AUBURN HILLS, Mich., Sept. 1, 2021 /PRNewswire/ — Stellantis N.V. (NYSE / MTA / Euronext Paris: STLA) (“Stellantis”) today announced it has entered into a definitive agreement to acquire F1 Holdings Corp., parent company to First Investors Financial Services Group (“First Investors”, or the “Company”), a leading independent auto finance company in the United States of America, in an all cash transaction for approximately $285 million, subject to adjustments for closing balance sheet and certain outstanding options (the “Transaction”) from an investor group led by Gallatin Point Capital LLC (“Gallatin Point“) and including affiliates of Jacobs Asset Management, LLC.
Carlos Tavares, CEO of Stellantis, said: “This transaction marks a significant milestone in Stellantis’ sales finance strategy in the critical U.S. market. First Investors has an outstanding financial and operational platform, underpinned by a strong management team, with vast experience in the auto finance space. Direct ownership of a finance company in the U.S. is a white-space opportunity which will allow Stellantis to provide our customers and dealers a complete range of financing options, including retail loans, leases, and floorplan financing in the near-to-medium term.”

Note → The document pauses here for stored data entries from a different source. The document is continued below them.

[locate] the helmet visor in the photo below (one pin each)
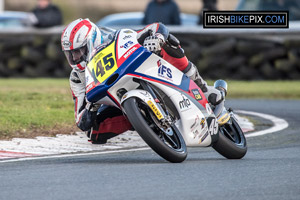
(76, 56)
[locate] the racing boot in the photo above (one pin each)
(212, 94)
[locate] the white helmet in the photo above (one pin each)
(74, 41)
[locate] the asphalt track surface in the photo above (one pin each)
(270, 169)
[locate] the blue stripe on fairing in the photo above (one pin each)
(129, 66)
(185, 81)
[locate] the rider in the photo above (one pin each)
(102, 122)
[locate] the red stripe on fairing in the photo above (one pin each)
(76, 28)
(117, 124)
(192, 86)
(203, 101)
(10, 154)
(179, 63)
(80, 66)
(122, 59)
(76, 103)
(114, 99)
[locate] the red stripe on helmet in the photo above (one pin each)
(80, 66)
(76, 28)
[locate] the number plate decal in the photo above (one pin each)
(104, 63)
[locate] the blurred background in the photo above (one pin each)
(97, 9)
(31, 50)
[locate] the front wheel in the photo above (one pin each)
(232, 142)
(168, 143)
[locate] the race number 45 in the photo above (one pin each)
(213, 126)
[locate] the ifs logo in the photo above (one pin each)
(127, 44)
(164, 71)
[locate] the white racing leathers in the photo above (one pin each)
(101, 122)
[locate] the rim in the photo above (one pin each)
(233, 132)
(168, 135)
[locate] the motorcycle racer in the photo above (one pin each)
(102, 122)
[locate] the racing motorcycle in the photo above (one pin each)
(166, 108)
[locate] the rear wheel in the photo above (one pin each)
(167, 142)
(232, 142)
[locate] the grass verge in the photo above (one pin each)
(44, 107)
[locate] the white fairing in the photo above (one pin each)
(192, 123)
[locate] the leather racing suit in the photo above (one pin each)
(102, 122)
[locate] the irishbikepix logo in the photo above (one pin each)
(245, 19)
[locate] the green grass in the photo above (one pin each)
(31, 107)
(35, 106)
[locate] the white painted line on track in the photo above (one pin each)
(75, 154)
(279, 124)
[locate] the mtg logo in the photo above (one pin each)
(184, 103)
(126, 45)
(164, 71)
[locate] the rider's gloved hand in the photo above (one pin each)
(154, 42)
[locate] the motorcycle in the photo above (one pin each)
(166, 108)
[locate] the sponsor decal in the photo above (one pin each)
(195, 124)
(245, 19)
(202, 123)
(196, 132)
(128, 31)
(164, 71)
(66, 44)
(129, 52)
(89, 87)
(127, 45)
(185, 103)
(127, 37)
(204, 137)
(145, 94)
(124, 96)
(196, 94)
(155, 110)
(208, 109)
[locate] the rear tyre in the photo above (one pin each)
(169, 146)
(232, 142)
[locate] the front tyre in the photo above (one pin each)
(232, 142)
(169, 146)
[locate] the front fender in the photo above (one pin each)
(146, 97)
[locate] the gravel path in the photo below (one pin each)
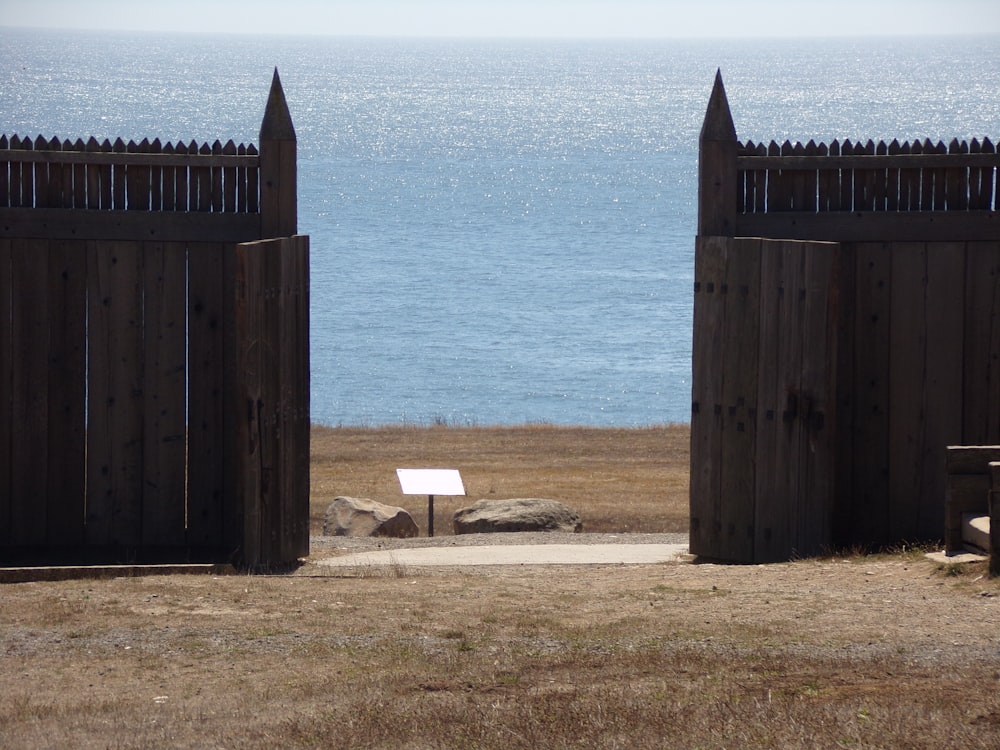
(360, 544)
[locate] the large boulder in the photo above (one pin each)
(520, 514)
(359, 516)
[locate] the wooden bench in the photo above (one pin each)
(972, 503)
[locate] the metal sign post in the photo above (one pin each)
(430, 482)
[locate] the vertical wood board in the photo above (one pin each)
(29, 406)
(67, 390)
(206, 393)
(740, 348)
(164, 390)
(114, 465)
(908, 381)
(706, 386)
(6, 389)
(868, 467)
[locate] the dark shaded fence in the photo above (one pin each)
(154, 368)
(846, 331)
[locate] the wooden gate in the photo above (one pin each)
(836, 360)
(154, 352)
(762, 432)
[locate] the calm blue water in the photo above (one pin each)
(502, 232)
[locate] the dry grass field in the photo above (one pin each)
(880, 651)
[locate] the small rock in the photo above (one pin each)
(521, 514)
(359, 516)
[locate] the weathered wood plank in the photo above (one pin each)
(67, 391)
(981, 382)
(126, 158)
(119, 179)
(943, 395)
(206, 389)
(114, 452)
(869, 465)
(862, 158)
(161, 226)
(29, 405)
(48, 188)
(847, 180)
(817, 398)
(829, 183)
(247, 459)
(294, 411)
(908, 383)
(6, 391)
(892, 180)
(711, 255)
(155, 178)
(169, 180)
(164, 391)
(846, 226)
(994, 566)
(228, 180)
(990, 195)
(740, 336)
(182, 193)
(777, 440)
(864, 180)
(840, 420)
(202, 177)
(106, 181)
(4, 174)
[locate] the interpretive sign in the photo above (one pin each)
(430, 482)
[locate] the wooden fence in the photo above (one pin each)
(154, 368)
(846, 331)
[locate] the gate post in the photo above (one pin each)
(278, 188)
(717, 174)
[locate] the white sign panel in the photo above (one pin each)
(430, 481)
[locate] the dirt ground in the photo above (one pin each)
(888, 650)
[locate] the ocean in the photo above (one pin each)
(502, 231)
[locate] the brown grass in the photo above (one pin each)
(867, 652)
(620, 480)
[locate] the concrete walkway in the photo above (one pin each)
(513, 554)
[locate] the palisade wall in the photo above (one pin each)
(154, 368)
(846, 331)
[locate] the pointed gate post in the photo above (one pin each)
(717, 167)
(278, 189)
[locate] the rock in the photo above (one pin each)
(359, 516)
(522, 514)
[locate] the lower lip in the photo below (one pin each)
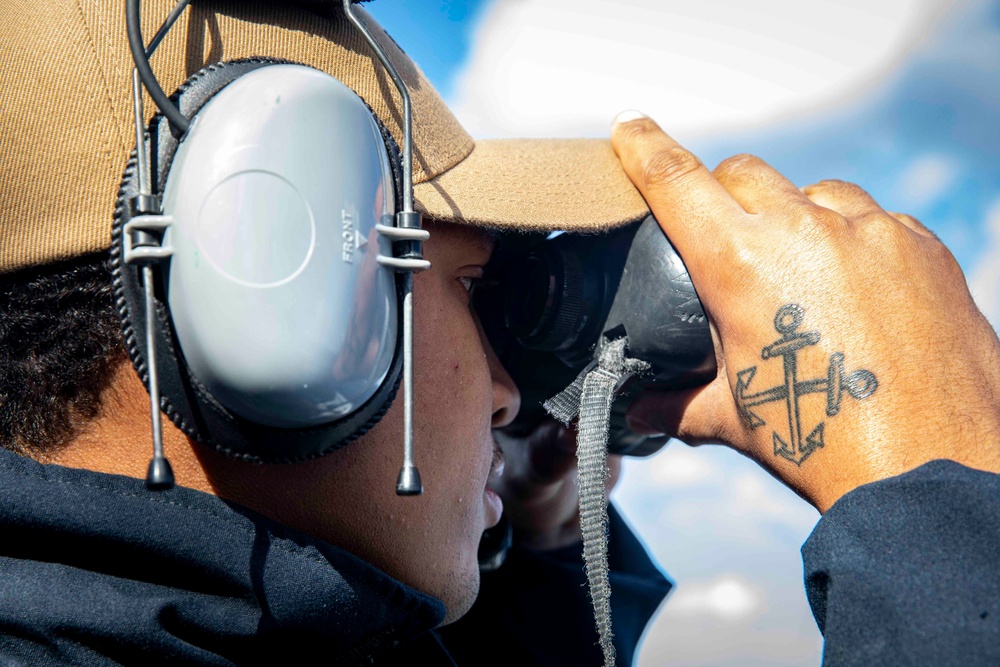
(494, 507)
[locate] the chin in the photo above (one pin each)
(459, 591)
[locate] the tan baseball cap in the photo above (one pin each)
(66, 125)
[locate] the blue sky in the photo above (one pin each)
(900, 96)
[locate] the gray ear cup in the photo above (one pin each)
(233, 283)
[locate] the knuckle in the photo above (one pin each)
(637, 129)
(737, 165)
(818, 219)
(668, 165)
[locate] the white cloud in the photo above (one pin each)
(927, 179)
(561, 68)
(984, 277)
(728, 596)
(681, 467)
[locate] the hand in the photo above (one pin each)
(849, 348)
(539, 485)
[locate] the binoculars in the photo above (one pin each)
(548, 304)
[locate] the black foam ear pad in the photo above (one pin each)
(184, 399)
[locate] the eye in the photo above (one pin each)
(468, 282)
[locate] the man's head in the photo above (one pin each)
(58, 191)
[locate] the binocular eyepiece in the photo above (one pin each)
(550, 303)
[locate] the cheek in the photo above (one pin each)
(451, 372)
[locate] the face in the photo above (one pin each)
(461, 392)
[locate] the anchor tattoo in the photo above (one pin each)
(860, 385)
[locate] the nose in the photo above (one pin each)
(506, 396)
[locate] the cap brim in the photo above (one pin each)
(535, 185)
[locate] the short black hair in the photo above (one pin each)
(60, 343)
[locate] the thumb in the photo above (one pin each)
(696, 416)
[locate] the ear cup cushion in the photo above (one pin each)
(185, 400)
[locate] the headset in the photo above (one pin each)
(264, 246)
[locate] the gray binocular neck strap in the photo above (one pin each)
(590, 396)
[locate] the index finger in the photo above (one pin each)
(688, 202)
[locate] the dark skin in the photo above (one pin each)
(877, 287)
(348, 497)
(823, 248)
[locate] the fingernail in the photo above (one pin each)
(628, 115)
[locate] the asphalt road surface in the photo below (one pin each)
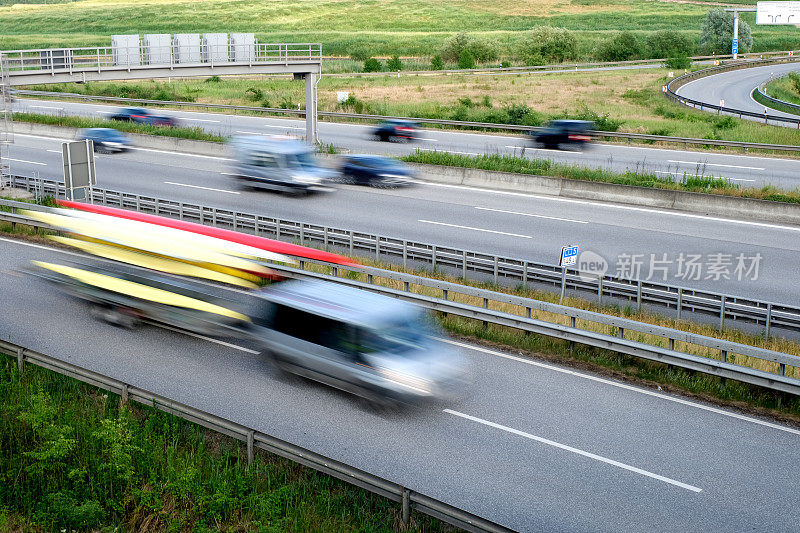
(743, 170)
(533, 446)
(513, 225)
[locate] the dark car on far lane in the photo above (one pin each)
(142, 116)
(376, 171)
(394, 130)
(564, 134)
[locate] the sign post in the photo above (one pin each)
(569, 257)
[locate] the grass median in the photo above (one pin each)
(639, 177)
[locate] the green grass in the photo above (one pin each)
(196, 134)
(382, 27)
(72, 458)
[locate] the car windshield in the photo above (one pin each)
(303, 160)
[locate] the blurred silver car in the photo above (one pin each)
(374, 346)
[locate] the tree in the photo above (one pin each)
(480, 49)
(622, 47)
(668, 43)
(372, 65)
(546, 44)
(394, 64)
(716, 33)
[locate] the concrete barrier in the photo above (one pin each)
(706, 204)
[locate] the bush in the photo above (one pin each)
(372, 65)
(466, 60)
(480, 49)
(546, 44)
(716, 33)
(394, 64)
(622, 47)
(678, 62)
(668, 43)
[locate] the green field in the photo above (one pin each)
(381, 27)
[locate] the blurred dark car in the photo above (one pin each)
(106, 140)
(393, 130)
(376, 171)
(142, 116)
(564, 134)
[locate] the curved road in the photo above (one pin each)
(534, 446)
(736, 88)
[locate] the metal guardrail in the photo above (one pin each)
(697, 104)
(725, 308)
(70, 60)
(441, 122)
(647, 340)
(408, 499)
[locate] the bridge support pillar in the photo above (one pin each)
(311, 80)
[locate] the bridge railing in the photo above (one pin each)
(60, 60)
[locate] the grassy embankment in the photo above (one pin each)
(626, 101)
(72, 458)
(623, 367)
(404, 27)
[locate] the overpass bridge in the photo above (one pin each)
(183, 55)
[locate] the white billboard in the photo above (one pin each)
(778, 13)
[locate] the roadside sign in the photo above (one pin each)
(569, 256)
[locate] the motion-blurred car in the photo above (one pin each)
(106, 140)
(562, 134)
(371, 345)
(376, 171)
(393, 130)
(142, 116)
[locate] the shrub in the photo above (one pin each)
(480, 49)
(546, 44)
(716, 33)
(621, 47)
(678, 62)
(394, 64)
(466, 60)
(372, 65)
(668, 43)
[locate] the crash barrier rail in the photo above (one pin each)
(760, 90)
(728, 309)
(408, 499)
(442, 122)
(61, 60)
(697, 104)
(579, 328)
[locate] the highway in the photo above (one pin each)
(744, 170)
(508, 224)
(533, 446)
(736, 88)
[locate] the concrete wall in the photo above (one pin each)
(705, 204)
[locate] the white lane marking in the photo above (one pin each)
(29, 162)
(685, 174)
(530, 215)
(576, 451)
(180, 153)
(475, 229)
(625, 386)
(703, 163)
(616, 206)
(199, 187)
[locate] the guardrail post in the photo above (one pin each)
(769, 320)
(406, 507)
(250, 448)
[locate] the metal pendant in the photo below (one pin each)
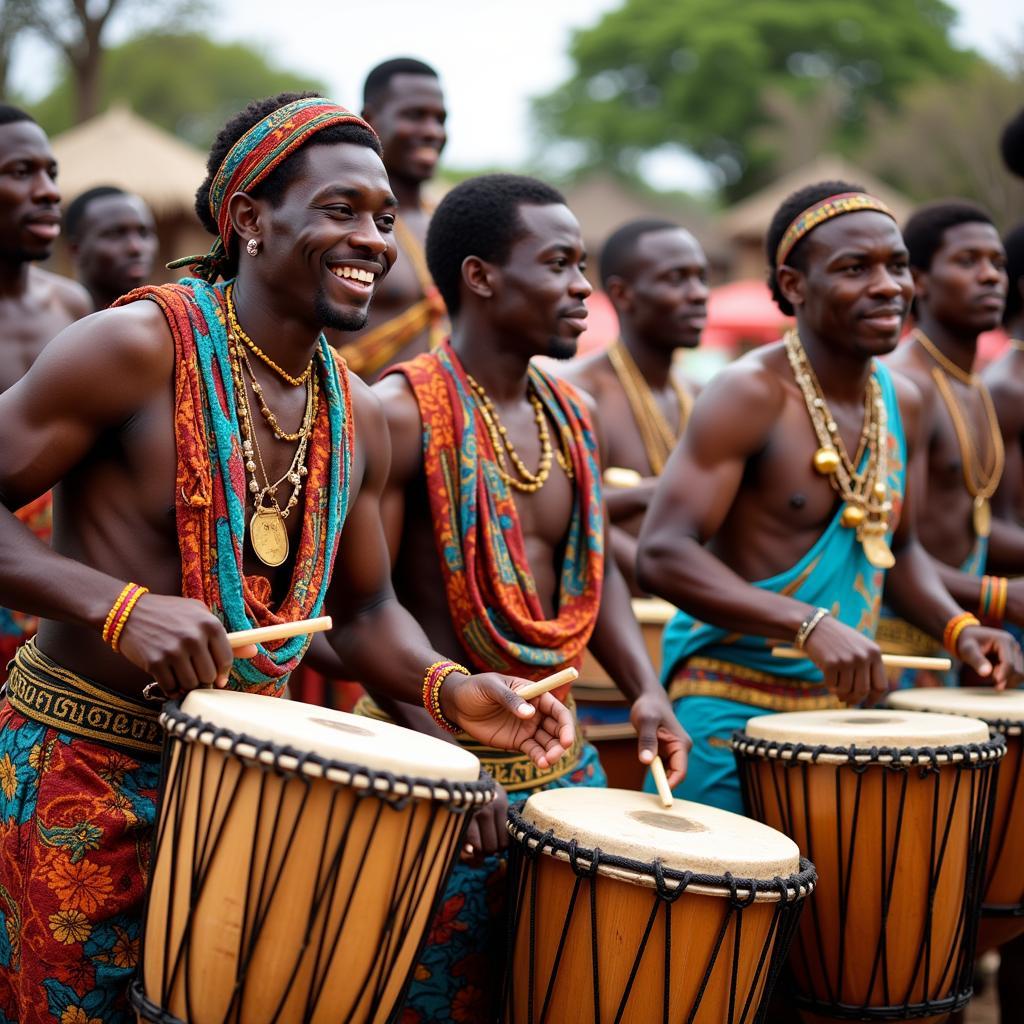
(982, 517)
(268, 536)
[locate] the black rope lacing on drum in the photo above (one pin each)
(667, 886)
(193, 766)
(775, 782)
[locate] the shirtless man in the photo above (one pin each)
(34, 303)
(113, 241)
(958, 266)
(402, 99)
(153, 560)
(655, 274)
(495, 519)
(760, 527)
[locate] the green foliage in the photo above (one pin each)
(695, 73)
(184, 83)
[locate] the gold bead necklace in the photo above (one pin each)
(257, 351)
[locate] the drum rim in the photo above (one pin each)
(892, 757)
(307, 764)
(670, 883)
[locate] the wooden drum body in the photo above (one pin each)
(298, 857)
(602, 710)
(624, 910)
(893, 807)
(1001, 711)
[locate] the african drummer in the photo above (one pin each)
(211, 455)
(784, 523)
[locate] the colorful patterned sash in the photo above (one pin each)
(492, 595)
(210, 489)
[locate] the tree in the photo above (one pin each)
(183, 82)
(695, 73)
(957, 125)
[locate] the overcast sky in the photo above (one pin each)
(493, 54)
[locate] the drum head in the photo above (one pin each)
(866, 728)
(686, 837)
(974, 701)
(334, 734)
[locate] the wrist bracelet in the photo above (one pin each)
(432, 679)
(120, 610)
(807, 627)
(955, 626)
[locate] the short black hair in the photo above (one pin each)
(925, 229)
(1013, 242)
(1012, 144)
(75, 213)
(379, 80)
(793, 206)
(273, 187)
(479, 217)
(11, 115)
(619, 250)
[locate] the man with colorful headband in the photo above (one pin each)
(655, 274)
(778, 525)
(402, 99)
(218, 470)
(494, 503)
(34, 303)
(960, 276)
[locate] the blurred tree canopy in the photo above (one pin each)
(712, 76)
(182, 82)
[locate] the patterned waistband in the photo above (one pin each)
(510, 769)
(708, 677)
(898, 637)
(44, 691)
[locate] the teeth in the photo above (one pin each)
(354, 273)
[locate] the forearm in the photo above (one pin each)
(926, 592)
(384, 648)
(38, 581)
(1006, 548)
(692, 579)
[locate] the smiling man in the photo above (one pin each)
(655, 274)
(496, 522)
(218, 470)
(960, 275)
(402, 99)
(779, 514)
(113, 241)
(34, 303)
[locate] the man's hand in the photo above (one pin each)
(850, 662)
(486, 834)
(656, 727)
(179, 643)
(486, 707)
(992, 653)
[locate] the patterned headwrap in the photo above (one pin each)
(834, 206)
(253, 158)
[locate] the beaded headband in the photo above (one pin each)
(253, 158)
(826, 209)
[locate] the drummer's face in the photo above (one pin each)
(856, 289)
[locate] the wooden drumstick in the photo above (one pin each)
(890, 660)
(282, 631)
(548, 683)
(662, 781)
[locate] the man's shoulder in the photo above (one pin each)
(53, 289)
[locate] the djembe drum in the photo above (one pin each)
(297, 860)
(1003, 905)
(625, 911)
(603, 712)
(893, 807)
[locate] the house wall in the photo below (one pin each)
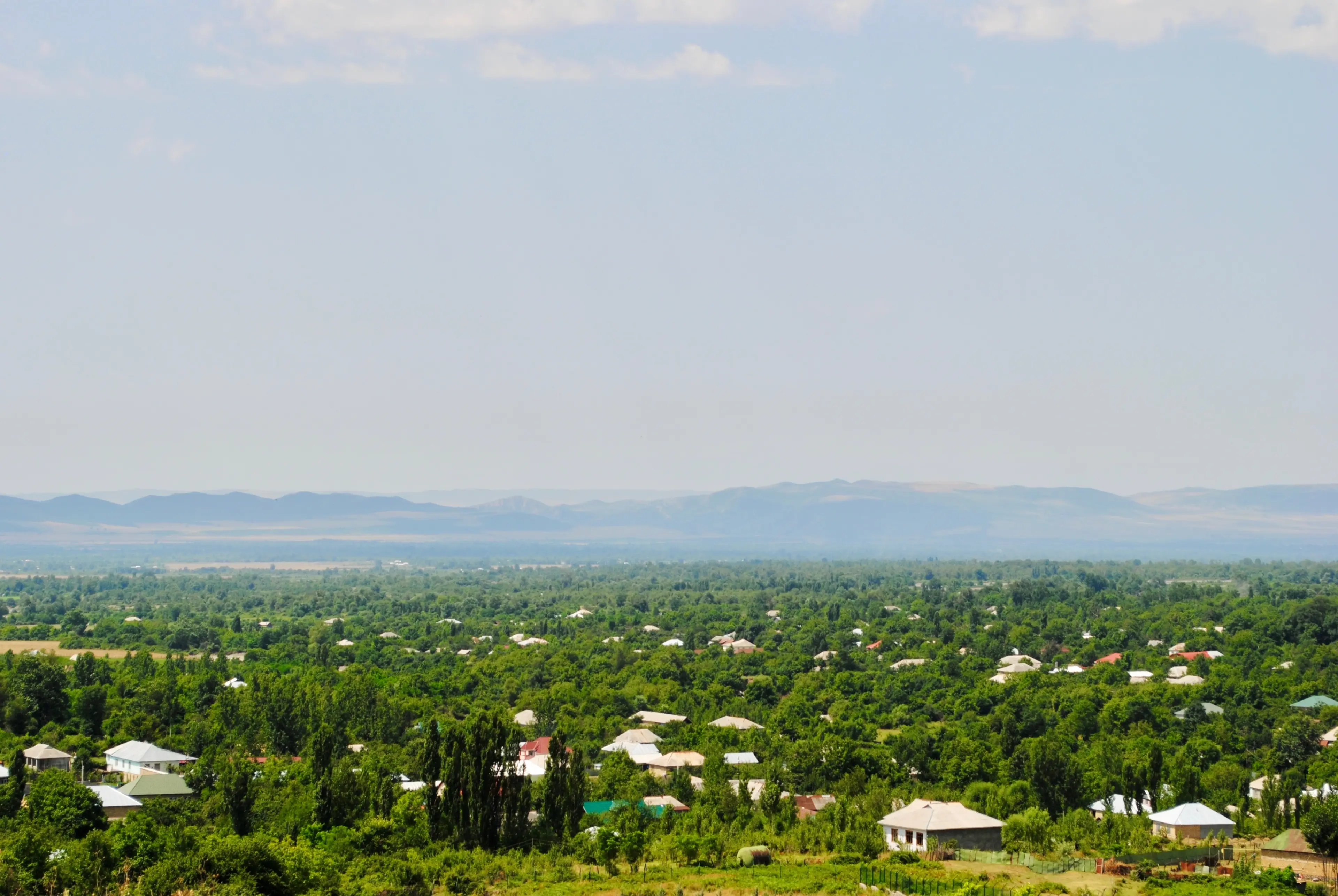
(1194, 832)
(988, 839)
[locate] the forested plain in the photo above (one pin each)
(437, 701)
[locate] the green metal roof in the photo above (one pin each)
(1289, 840)
(1312, 703)
(157, 786)
(600, 807)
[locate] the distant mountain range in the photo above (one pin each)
(869, 518)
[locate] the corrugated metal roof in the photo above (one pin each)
(157, 786)
(933, 815)
(1190, 814)
(145, 752)
(114, 799)
(1290, 840)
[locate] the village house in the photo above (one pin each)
(42, 757)
(1191, 822)
(920, 822)
(138, 757)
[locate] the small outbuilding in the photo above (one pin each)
(1119, 807)
(1191, 822)
(912, 827)
(1290, 850)
(114, 803)
(1209, 709)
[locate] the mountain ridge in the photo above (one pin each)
(862, 514)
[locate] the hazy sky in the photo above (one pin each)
(395, 245)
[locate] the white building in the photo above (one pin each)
(137, 757)
(912, 827)
(1191, 822)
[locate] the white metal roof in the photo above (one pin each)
(144, 752)
(659, 719)
(114, 799)
(1190, 814)
(637, 736)
(933, 815)
(46, 752)
(1119, 807)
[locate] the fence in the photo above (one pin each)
(1177, 856)
(1039, 866)
(894, 879)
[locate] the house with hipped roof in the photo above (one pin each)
(912, 827)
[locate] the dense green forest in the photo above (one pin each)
(438, 701)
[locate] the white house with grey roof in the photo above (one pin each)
(1191, 822)
(140, 757)
(910, 828)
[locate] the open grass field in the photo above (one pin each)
(661, 879)
(1019, 876)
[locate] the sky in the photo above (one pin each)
(405, 245)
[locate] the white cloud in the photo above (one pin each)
(260, 74)
(146, 145)
(690, 62)
(509, 61)
(470, 19)
(1308, 27)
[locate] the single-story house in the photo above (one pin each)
(676, 760)
(1020, 658)
(637, 736)
(1210, 709)
(1191, 822)
(538, 747)
(1290, 850)
(912, 827)
(1119, 807)
(659, 719)
(42, 757)
(114, 803)
(755, 787)
(811, 805)
(138, 757)
(157, 787)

Stellantis’ strategic objective is to establish a U.S. captive finance company to support its sales and fully capitalize on its strong market position while creating long-term value for Stellantis shareholders. The acquisition of First Investors allows Stellantis to create a platform from which to grow a full-service captive finance organization. Stellantis is the only major OEM currently operating in the U.S. without a captive auto finance company. The transaction represents a meaningful strategic opportunity, with significant potential for accretive earnings generation and improving customer loyalty. A captive U.S. finance company will enhance the ownership experience and connectivity in the digital age for customers who purchase its award-winning Jeep®, Ram, Dodge, Chrysler, Fiat and Alfa Romeo vehicles, and provide future opportunities to enable emerging business strategies.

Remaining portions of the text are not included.